“Cancer, like insanity, seems to increase with the progress of civilization.”
Stanislas Tanchou
Stanislas Tanchou was a physician who, following his service with Napoleon, entered private practice and studied the statistical distribution of cancer. Tanchou presented his complex statistical examination of malignancy to the Paris Science Society in 1843 (1). He documented evidence of increased malignancy with increased civilization. One of the prime indicators of a civilizing trend was a diet that included sugar and white flour. The greater the consumption of these foods, the greater the incidence of malignancy.Tanchou was the first of many physicians to document what have been called "Western Diseases" or "Diseases of Civilization." The incidence of several diseases, including cancer, increases in direct proportion to the "civilization" of a nation and its people. Evidence has continued to accumulate that as populations shift from their traditional diets to diets that contain refined carbohydrates, diseases which had not been present begin appear. And as the amount of refined carbohydrate in their diet increases, the incidence of these diseases increases. This pattern has been observed in populations on every continent.
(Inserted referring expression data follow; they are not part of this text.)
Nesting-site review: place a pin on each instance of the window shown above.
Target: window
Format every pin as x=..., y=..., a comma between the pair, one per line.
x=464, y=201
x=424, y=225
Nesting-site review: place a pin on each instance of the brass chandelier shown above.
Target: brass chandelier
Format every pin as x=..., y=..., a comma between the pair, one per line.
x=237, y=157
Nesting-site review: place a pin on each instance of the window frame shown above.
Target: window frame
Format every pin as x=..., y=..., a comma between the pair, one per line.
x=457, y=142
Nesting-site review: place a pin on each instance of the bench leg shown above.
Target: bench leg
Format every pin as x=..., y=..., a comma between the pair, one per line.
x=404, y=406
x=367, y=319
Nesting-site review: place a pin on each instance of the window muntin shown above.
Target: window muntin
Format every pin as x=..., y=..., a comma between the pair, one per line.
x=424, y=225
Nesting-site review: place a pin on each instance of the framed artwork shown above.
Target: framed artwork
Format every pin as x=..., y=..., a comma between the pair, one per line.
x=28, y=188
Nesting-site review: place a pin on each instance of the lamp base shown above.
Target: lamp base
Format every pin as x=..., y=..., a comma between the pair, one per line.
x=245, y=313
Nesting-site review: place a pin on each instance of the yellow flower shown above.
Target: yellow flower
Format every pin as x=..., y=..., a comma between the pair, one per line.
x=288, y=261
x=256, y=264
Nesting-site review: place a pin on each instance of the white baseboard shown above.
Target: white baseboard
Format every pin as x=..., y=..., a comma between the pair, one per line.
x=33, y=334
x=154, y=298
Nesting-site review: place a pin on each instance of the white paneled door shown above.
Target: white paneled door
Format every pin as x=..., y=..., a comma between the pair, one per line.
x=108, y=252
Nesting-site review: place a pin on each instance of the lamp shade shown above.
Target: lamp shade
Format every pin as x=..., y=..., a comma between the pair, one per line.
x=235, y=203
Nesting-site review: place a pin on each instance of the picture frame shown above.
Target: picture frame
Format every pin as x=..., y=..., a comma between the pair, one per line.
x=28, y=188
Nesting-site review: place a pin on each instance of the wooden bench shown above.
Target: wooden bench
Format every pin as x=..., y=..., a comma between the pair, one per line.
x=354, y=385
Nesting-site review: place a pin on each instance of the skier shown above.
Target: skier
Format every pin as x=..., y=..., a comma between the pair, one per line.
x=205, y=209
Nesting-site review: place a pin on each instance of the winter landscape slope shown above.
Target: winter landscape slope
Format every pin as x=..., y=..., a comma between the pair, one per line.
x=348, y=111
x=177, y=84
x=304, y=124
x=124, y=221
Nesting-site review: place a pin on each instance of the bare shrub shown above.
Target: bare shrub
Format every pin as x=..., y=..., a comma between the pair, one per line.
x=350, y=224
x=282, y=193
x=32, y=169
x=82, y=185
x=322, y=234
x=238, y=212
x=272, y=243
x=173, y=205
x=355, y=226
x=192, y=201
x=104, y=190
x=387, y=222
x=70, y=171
Richard Doll (the man that proved the link between cigarette smoking and cancer) and Richard Peto’s 1981 paper “The Causes of Cancer: Quantitative Estimates of Avoidable Risks of Cancer in the United States Today” made the following points: (2)"At least 75 to 80 percent of cancers in the U.S. would be avoidable with appropriate changes in diet and lifestyle.
"Food additives, pollution and occupational exposures play a minimal role.
"Diet plays the largest role – from 10 to 70 percent of all cancer."
Couple these points with the wealth of information about what causes Western Diseases and you’ll find what constitutes a cancer-avoiding diet – one that is low in carbohydrate.
http://grassbasedhealth.blogspot.com/2010/06/grass-and-cancer.html
And lucky for us, low carb diets (when manifested as grass farms upon which livestock may be grown) may be the only sustainable diets, and are by far the best diets in terms of impact on the "environment." Low carb diets require no pesticides, no ammonium nitrate, relatively little if any irrigation, and act as a carbon sink rather than carbon emitters (if you care about that sort of thing).